Au mois de juin 1909, le conseil municipal vote le principe de la cession d'un terrain de 250 m2 - sur lequel se tenait l'ancienne prison - afin que la société des Bains-douches puisse demander une subvention au Pari-mutuel. Le Conseil d'état s'y opposera en faisant prévaloir qu'une municipalité ne peut céder de terrain à titre gratuit ; un arrangement sera trouvé pour que l'Oeuvre des Bains-douches ne paie que la moitié de la somme estimée sur le prix total du terrain. La question de subvention agite le Conseil général quand M. Fondi de Niort au nom de la droite Républicaine expose son refus des Bains-douches : "Les gens n'ont qu'à faire comme dans les campagnes. Aller se baigner dans la rivière du Rebenty." 

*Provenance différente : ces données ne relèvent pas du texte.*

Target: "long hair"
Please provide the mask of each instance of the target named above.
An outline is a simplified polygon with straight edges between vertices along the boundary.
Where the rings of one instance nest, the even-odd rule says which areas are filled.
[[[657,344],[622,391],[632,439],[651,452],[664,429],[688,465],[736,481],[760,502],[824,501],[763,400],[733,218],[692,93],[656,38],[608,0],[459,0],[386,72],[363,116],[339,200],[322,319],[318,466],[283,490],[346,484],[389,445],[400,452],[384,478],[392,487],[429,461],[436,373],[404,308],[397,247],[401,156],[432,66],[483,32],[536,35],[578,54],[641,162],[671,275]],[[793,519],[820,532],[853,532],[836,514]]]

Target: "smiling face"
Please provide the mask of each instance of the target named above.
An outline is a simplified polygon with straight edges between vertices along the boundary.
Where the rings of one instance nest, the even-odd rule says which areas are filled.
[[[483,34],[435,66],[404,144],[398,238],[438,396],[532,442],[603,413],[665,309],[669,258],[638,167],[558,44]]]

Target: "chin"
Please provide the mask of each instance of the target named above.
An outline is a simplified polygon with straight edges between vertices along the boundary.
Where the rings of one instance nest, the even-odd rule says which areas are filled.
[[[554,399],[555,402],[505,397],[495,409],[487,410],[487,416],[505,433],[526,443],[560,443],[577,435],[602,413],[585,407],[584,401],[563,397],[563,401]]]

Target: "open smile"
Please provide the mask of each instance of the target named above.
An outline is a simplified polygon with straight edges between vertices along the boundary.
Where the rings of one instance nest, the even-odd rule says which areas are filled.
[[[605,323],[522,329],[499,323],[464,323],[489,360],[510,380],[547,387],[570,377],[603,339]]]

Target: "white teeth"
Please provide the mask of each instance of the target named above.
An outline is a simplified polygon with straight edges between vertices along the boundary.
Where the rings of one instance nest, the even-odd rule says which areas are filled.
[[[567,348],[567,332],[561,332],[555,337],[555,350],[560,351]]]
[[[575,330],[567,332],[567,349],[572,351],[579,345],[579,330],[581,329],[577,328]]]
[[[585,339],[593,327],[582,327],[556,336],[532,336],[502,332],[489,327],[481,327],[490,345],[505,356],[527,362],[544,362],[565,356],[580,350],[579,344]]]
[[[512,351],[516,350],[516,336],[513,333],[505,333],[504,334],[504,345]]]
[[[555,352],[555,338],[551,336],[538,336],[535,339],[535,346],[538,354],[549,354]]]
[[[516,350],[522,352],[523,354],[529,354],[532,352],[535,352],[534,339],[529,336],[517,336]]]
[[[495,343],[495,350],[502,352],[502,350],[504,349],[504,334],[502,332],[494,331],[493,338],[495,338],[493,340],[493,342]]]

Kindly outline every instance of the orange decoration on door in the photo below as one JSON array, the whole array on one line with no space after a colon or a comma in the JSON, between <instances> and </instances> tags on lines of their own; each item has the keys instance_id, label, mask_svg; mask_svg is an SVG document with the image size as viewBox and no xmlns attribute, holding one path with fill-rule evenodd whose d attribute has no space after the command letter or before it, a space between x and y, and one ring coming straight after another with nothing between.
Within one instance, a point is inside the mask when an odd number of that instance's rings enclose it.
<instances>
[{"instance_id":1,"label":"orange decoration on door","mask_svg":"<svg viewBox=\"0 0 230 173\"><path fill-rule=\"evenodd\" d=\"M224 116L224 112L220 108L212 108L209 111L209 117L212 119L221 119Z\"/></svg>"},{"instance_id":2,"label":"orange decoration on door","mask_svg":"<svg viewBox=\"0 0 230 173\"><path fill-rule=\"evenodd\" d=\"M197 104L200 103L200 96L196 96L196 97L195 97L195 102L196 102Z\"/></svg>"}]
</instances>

M. Gauthier, sénateur de l'Aude, informe le 28 décembre 1909 le maire, de la décision d'Aristide Briand - ministre de l'intérieur et des cultes - d'accorder une subvention de 10 000 francs provenant d'un fonds des produits des jeux. La caisse d'épargne a consenti un prêt de 20 000 francs. Grâce à une somme totale de 30 000 francs, l'établissement sera inauguré le 23 décembre 1910.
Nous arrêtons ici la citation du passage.